O que mudou, fazendo que a opinião pública, que apesar de tudo tinha visto os bombardeios como uma parte dolorosa, mas "normal" de uma guerra, agora se revoltasse diante da fome? Por que fotos de crianças desnutridas de Gaza foram aparecendo cada vez mais ao lado de fotos de reféns durante manifestações israelenses contra o governo?
Essa diferença de percepção em relação a duas maneiras diferentes de infligir a morte me impressiona, e não tenho certeza de ter respostas. Talvez seja porque a morte por fome atinge primeiro as crianças e é longa e dolorosa. Talvez seja justamente pelo antigo fantasma da carestia que nos aterroriza, e talvez seja a fartura de alimentos que nessa parte do mundo nos torna a morte por fome tão inexplicável e particularmente cruel. Enquanto nós buscamos constantemente novas dietas, eles literalmente morrem de fome. Talvez seja a nossa complicada relação com a comida, que oscila entre anorexia e bulimia, que torna aquela morte inaceitável.
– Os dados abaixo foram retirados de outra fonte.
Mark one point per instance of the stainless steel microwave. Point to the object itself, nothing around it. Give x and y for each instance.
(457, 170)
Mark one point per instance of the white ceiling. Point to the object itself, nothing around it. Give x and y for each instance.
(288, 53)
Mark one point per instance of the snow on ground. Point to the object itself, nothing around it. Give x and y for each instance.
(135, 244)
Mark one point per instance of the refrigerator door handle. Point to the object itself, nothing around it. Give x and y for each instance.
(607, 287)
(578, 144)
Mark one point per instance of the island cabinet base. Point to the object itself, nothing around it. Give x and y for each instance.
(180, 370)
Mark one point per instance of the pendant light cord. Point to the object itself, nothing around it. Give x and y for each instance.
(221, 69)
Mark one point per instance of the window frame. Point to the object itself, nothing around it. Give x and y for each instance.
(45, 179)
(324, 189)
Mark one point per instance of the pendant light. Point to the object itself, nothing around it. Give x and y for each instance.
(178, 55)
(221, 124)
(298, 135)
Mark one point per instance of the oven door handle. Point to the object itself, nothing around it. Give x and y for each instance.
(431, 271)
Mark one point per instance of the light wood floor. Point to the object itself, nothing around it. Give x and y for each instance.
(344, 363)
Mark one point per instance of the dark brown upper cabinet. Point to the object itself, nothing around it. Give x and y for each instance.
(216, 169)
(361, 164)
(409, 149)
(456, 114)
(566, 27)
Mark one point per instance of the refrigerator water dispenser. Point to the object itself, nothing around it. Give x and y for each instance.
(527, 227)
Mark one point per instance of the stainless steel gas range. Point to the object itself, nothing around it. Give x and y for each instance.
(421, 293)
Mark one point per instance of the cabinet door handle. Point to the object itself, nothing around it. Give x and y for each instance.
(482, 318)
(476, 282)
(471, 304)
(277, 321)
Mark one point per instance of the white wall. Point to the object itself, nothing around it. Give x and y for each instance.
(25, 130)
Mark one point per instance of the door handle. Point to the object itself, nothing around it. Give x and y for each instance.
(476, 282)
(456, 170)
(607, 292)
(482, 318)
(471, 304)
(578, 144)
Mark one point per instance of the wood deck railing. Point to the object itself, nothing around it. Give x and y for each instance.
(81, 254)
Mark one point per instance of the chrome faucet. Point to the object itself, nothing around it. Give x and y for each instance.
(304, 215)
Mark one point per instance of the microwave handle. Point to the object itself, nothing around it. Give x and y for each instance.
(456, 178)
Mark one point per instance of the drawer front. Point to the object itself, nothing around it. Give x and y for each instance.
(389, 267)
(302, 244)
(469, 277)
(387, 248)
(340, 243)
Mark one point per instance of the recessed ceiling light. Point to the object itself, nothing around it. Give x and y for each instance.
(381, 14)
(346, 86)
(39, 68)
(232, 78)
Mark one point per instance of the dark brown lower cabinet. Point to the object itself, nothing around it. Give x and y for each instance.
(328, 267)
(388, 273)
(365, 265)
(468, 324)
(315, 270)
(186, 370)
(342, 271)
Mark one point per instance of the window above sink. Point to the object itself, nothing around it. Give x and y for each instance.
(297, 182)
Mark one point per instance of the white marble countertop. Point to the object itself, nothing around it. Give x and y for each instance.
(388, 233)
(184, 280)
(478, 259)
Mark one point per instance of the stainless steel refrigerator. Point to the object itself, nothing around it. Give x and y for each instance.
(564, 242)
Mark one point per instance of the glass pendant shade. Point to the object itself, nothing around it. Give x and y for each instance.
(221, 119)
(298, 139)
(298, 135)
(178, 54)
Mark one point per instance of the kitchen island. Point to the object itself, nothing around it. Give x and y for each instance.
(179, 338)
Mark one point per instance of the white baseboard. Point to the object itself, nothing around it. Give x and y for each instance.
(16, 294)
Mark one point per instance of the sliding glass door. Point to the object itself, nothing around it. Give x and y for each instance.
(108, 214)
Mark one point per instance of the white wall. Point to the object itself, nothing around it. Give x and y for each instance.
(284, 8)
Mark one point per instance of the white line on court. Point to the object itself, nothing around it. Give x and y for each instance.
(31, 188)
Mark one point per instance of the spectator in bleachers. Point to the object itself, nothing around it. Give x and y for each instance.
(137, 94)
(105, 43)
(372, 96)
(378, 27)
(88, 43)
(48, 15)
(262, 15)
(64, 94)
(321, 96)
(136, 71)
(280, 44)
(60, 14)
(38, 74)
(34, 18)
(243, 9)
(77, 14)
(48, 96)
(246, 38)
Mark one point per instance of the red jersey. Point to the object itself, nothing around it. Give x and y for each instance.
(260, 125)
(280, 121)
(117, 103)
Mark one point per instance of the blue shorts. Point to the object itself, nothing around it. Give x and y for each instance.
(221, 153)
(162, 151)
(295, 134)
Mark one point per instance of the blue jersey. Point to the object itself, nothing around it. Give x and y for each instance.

Seja qual for o motivo, aqueles que paravam os caminhões e impediam que a comida chegasse aos seus destinatários rapidamente entenderam que, se com as bombas ainda se podia falar em "danos colaterais", com a fome isso era impossível, que a conversa de deixar uma população inteira morrendo de fome para impedir ao Hamas de administrar as ajudas era absurda. E então simplesmente se começou a negar: "A fome não existe, nunca existiu." "Vejam como estão gordos", dizem as vozes cínicas daqueles prontos a usar a fita métrica para medir o definhamento dos palestinos em Gaza. E enquanto isso, os hospitais nos contam outra história, mas, como se sabe, os médicos, também na Europa, estão todos do lado do Hamas.